EEG waves become progressively slower and larger (alpha, theta, then delta waves). We spend 50% of sleep in phase 2 NREM. Phase 4 is characterised by difficult rousing and organised dreams (“I have a meeting to get to tomorrow morning”). Deep NREM sleep is also the phase associated with parasomnias (e.g. sleepwalking, sleep talking), night terrors and bed wetting in children. The EEG of anaesthesia varies depending on the agents used but most resembles the synchronised low frequency, high amplitude wave of phase 3/4 NREM.

Bonus: Can We Sneeze When We Sleep?

The trigeminal motoneuron pools that mediate the sneeze reflex are inhibited during NREM sleep and are actively suppressed during REM sleep as part of atonia. Which means it is much more difficult to sneeze during NREM sleep and nearly impossible in REM (without also causing waking).

Brains: Reshaped by Touchscreen Use

You know what they say about big thumbs… 😉

Extensive use of smartphone touchscreens is changing the sensory relationship between our brains and our thumbs, a study published in Current Biology has revealed.

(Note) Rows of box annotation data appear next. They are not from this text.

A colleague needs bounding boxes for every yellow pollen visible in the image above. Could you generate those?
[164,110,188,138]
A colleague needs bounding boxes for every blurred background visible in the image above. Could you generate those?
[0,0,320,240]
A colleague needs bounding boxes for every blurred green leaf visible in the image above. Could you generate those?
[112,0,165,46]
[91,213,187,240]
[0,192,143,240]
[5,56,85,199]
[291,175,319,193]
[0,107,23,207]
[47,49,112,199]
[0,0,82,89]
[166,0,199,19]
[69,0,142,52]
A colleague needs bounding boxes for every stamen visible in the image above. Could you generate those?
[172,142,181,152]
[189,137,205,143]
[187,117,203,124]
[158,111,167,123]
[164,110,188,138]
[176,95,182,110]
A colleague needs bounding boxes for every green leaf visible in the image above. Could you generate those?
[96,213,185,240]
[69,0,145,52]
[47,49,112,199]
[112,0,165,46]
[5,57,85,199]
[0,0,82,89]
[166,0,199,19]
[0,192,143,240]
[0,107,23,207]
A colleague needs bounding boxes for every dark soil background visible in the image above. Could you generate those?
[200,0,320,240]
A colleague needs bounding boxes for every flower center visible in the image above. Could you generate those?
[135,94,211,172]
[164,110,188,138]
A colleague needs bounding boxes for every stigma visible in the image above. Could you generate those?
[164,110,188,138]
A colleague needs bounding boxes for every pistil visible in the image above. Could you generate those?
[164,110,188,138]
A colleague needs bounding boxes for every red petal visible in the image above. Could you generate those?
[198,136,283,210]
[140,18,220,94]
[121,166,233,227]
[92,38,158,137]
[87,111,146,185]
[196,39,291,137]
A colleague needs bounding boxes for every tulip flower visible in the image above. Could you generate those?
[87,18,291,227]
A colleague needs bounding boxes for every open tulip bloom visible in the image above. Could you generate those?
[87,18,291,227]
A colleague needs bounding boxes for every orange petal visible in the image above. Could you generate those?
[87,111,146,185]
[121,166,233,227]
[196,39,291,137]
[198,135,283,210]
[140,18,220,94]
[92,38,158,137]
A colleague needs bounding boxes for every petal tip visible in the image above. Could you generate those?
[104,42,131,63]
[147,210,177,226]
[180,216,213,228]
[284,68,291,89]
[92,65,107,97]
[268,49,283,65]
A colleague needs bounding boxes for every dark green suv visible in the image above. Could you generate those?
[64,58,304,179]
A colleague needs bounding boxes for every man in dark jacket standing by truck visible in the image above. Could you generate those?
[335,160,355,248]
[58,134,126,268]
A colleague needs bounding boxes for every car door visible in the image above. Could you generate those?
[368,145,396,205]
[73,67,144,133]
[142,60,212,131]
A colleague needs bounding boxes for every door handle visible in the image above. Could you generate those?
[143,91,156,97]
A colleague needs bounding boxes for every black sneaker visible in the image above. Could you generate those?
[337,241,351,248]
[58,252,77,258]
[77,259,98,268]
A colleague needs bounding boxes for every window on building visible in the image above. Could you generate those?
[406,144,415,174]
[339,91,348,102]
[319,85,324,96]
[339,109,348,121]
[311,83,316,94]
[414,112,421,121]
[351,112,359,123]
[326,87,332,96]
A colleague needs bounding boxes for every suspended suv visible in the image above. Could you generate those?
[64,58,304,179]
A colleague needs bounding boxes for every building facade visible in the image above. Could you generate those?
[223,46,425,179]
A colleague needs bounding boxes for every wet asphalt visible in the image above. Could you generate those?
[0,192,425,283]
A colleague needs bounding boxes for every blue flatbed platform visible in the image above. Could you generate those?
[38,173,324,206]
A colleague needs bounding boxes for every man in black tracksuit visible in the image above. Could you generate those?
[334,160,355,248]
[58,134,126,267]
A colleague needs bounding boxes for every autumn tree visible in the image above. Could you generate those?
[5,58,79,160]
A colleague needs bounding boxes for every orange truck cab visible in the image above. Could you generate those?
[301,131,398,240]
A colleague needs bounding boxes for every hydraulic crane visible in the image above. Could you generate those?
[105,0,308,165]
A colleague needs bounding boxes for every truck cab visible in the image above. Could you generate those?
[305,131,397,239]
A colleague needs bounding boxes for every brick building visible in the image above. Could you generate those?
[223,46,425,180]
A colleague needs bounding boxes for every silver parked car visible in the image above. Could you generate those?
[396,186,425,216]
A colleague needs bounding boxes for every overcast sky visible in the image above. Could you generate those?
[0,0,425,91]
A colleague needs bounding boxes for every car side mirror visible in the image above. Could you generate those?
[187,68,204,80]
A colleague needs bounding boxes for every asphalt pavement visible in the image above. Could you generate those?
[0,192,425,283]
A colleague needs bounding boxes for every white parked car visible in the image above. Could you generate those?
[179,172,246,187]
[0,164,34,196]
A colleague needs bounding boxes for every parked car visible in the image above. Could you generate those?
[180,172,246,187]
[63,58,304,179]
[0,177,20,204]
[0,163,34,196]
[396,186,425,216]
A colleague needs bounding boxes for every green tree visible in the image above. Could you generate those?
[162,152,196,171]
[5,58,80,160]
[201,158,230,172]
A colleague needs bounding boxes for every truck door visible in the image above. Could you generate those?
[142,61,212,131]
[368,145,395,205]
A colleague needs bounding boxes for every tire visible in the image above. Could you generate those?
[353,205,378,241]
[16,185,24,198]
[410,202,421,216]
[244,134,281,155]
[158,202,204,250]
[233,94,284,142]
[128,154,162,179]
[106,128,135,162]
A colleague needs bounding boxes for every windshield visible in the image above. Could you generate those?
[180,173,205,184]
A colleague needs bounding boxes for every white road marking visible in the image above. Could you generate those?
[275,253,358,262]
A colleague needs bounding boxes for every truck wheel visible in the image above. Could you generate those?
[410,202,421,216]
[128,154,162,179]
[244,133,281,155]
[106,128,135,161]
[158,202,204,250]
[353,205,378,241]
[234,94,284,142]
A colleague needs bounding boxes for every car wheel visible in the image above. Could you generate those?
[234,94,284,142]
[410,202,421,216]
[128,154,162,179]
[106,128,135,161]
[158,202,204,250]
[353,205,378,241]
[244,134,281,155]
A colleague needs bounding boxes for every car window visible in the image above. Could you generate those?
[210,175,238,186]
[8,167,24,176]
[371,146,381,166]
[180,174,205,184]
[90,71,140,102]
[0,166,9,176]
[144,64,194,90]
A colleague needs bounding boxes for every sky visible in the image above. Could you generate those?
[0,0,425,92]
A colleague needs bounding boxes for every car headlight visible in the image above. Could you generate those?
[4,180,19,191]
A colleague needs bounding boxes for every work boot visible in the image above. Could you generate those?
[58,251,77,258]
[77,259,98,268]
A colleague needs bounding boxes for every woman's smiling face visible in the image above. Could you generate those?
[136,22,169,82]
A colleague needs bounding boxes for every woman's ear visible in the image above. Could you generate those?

…”What this means for us neuroscientists is that the digital history we carry in our pockets has an enormous amount of information on how we use our fingertips (and more),” explains one of the study’s authors, Arko Ghosh.Linking this “digital history” to brain activity was a case of using electroencephalography (EEG) to examine how regular smartphone users responded in tests compared to those who use older-style feature phones. Each set of phone users had their brain response to various mechanical touches recorded, with a focus on the thumb, forefinger and middle finger.

Source: Our brains are being ‘continuously reshaped’ by smartphone use

We’ve known for a long time that your brain specializes and you gain greater sensitivity when you repeat tasks or increase usage of a part of your body.  Braille is the classic example. Most people would have a hard time discriminating the individual raised dots without wiggling their finger on each one (and some people not even then), but once you learn and practice your fingers can read them at a fairly decent speed.  Other examples include: martial arts, yoga, artistry and artisanry (blacksmithing, masons, tilers, etc), athletes…

Some would argue that this is evolutionary.  But sperm DNA is continuosly modified, so men pass on different things at different ages. Eggs are all formed before birth.  This is why a theory exists that cancers/etc might occurring in children whose fathers are older.  Secondly, we have lots in our bodies which serves no purpose, but it wasn’t phased out completely.  IE: the appendix.  Not only it doesn’t help, but it represents a potential cause of death in some cases. We have evolved not to need it/ use it, but we didn’t get rid of it.  Similarly – the tail bone.  Some do have a vestigial tail.  Don’t send me pics, I’m only interested if the tail is prehensile.  Epigenetics is the field working to explain what you are imparting on your children.

The real take-away from the abstract is the suggestion that your brain increases activity to your thumbs, but only while you’re using a touchscreen (smartphone, tablet, etc).